Once strategies to overcome these are in place, Kegan and Leahy would argue it is necessary to then ask questions that revolve around the ‘Big Assumptions’. These may be things that are often taken for granted. Typically the questions to be asked here are:
* What would happen if I do nothing at all?
* If I could achieve this change, can I visualise what my life would be like?
* If I change my context slightly, does this address my ‘Big Assumptions’, ‘Competing Commitments’ and ‘Hidden Commitments’, my big worries?
The ‘Immunity to Change’ worksheet can be found at the Harvard Extension School Website. Go to: http://www.extension.harvard.edu/sites/extension.harvard.edu/files/atoms/files/ext_immunity_map_0.pdf
Having worked through this process, the development of a ‘Personal Plan’ is a simple, concise way to put the personal change agenda into action. This author uses a very simple matrix ‘Personal Plan’ (See Below). A good ‘Personal Plan’ has the power to give direction to life, to that which you are passionate about and as a result, can truly be transformative.

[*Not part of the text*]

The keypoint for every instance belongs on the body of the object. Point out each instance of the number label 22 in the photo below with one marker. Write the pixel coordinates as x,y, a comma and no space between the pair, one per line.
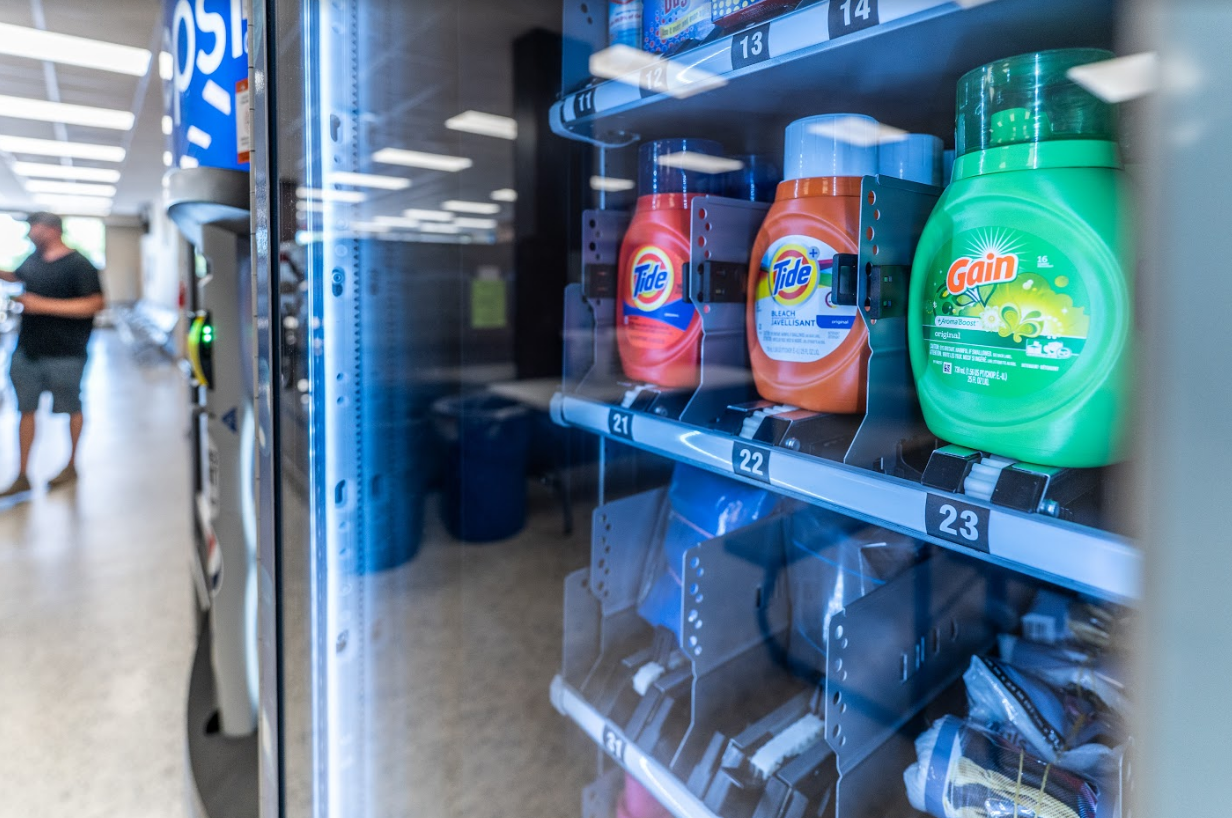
956,521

The plan once developed needs to be reviewed two to three times a year. The key is to not overdo or be overly ambitious in the personal change agenda. One to two, certainly no more than three items per area is more than sufficient. The areas of focus are:
* Family and Friends (notice the use of the personal pronoun ‘We’. This item is first because at the end of the day, we all belong to a family and often rely on our family for support, for physical, emotional and perhaps even spiritual nourishment).

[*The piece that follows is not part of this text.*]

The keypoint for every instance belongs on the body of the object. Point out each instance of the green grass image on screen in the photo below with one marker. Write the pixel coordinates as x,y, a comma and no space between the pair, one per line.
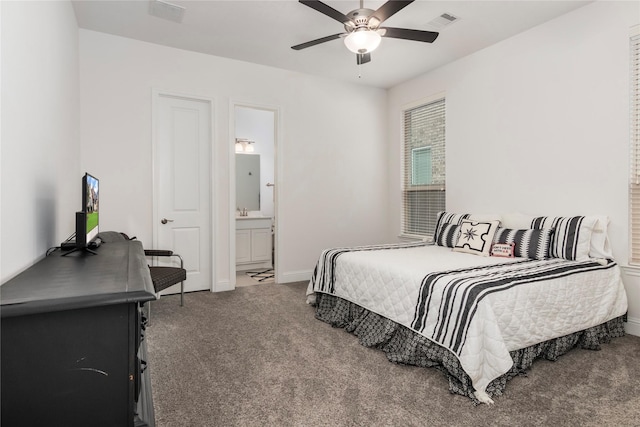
92,221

* Health and Well-Being (Looking after yourself is essential and note that Well-Being is not simply the absence of illness but includes how you genuinely feel about yourself and your life).
* Study (Formal and Informal) (Life should be full of life-long learning opportunities. These may be formal opportunities, such as a Certificate, Diploma or Degree. It may include informal learning opportunities, such as reading this article, travel, conferences and the like).

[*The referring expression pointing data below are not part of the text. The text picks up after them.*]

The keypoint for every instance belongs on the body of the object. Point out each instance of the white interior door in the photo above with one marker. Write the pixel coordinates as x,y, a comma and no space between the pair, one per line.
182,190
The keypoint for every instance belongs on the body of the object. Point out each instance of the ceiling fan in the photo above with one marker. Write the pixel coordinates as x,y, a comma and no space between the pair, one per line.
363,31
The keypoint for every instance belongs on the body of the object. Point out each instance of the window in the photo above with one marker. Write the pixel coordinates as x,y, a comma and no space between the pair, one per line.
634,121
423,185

* Career (Obviously linked to study but includes career goals, short term, mid-term and long term).
* Wealth Creation (One of the purposes of work is to ensure you have enough money to be financially independent and thus retire if you wish. With careful planning and proper advice from well qualified financial professionals, you can create a better financial world for yourself)
* Inner-Life and Well-Being (This is the ultimate question. How will you look after your internal life. Will you engage in meditation or journal writing? Are there books or short courses that could help you learn more about you? How do you hone the art of ‘aloneness’, spending quality time with yourself versus loneliness which is often not a friend to well-being?).
This plan can easily be used with a ‘Vision Board’. For someone in a relationship, completing the personal plan independent of each other and then sharing your plan with your partner has many advantages. Firstly, it allows your partner a closer look at your world and secondly, allows for discernment as to how you might support your partner. Thirdly, it allows the couple to discern where the common ground lies in the two plans and may even lead to the construction of a ‘Joint Plan’.
If you have ever wondered how some people just seem to live constantly in the ‘magic of life’, consider that they have given thought to what they are passionate about in life, overcome their ‘Immunity to Change’ and developed a ‘Personal Plan’ which is revised throughout the year and rewritten annually. In short, they have a plan! What will yours be?